Les actions automobiles européennes ont chuté fortement aujourd'hui après que la Commission européenne a partagé mardi son vaste plan pour renforcer les règles commerciales sur l'acier.
La Commission avait déclaré qu'elle réduirait de près de moitié les quotas sans droits de douane et augmenterait les droits à 50% sur les importations excédentaires.
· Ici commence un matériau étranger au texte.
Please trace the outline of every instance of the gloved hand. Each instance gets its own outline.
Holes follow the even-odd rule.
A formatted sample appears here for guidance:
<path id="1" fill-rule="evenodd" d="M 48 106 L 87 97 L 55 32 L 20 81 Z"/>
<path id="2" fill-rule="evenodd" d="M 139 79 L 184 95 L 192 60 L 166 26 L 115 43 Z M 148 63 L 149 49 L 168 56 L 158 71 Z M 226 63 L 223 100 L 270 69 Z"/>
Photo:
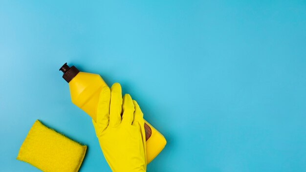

L'annonce, décrite comme une "protection forte et permanente" pour l'industrie sidérurgique, a frappé les constructeurs automobiles dans toute la région.
À l'heure de la publication, l'indice Stoxx Automobiles and Parts avait chuté de 1,7%, la baisse la plus importante parmi les secteurs européens, selon les données de CNBC.
Le nouveau quota réduira les importations d'acier en franchise de droits à 18,3 millions de tonnes par an, une réduction de 47% par rapport à 2024. Tout ce qui dépasse 18,3 millions sera soumis au nouveau tarif de 50%, soit le double du taux en vigueur aujourd'hui. Mais l'Association des constructeurs européens d'automobiles (ACEA) a déclaré que le plan de la Commission va trop loin et ajoutera des coûts supplémentaires au secteur.
La directrice générale de l'ACEA, Sigrid de Vries, a déclaré que les constructeurs automobiles européens s'approvisionnent déjà à environ 90% de leur acier au sein du bloc et craignent maintenant une flambée des prix du marché.
"Nous sommes très préoccupés par l'impact inflationniste qu'une continuation effective de la sauvegarde aura sur les prix du marché européen", a déclaré Sigrid. Bien qu'elle reconnaisse que l'acier a besoin d'une certaine protection, elle a soutenu que le nouveau cadre "va trop loin dans le cloisonnement du marché européen."
Sigrid a plutôt appelé à "un meilleur équilibre" entre producteurs et acheteurs.
La réaction ne s'est pas limitée à Bruxelles. Le plan a mis en colère beaucoup de personnes au Royaume-Uni, où le secteur de l'acier a fait face à des fermetures, des licenciements et un tarif de 25% sur les exportations vers les États-Unis. Gareth Stace, directeur de UK Steel, a déclaré mardi : "C'est peut-être la plus grande crise que l'industrie sidérurgique britannique ait jamais connue." Il a exhorté Londres à se battre pour des quotas nationaux avec l'UE ou risquer une "catastrophe".
Emily Sawicz, analyste principale chez RSM UK, a déclaré que la décision de l'UE est une "menace significative" pour les usines britanniques. S'exprimant sur CNBC, Emily a souligné que 80% des exportations d'acier britanniques vont vers l'UE.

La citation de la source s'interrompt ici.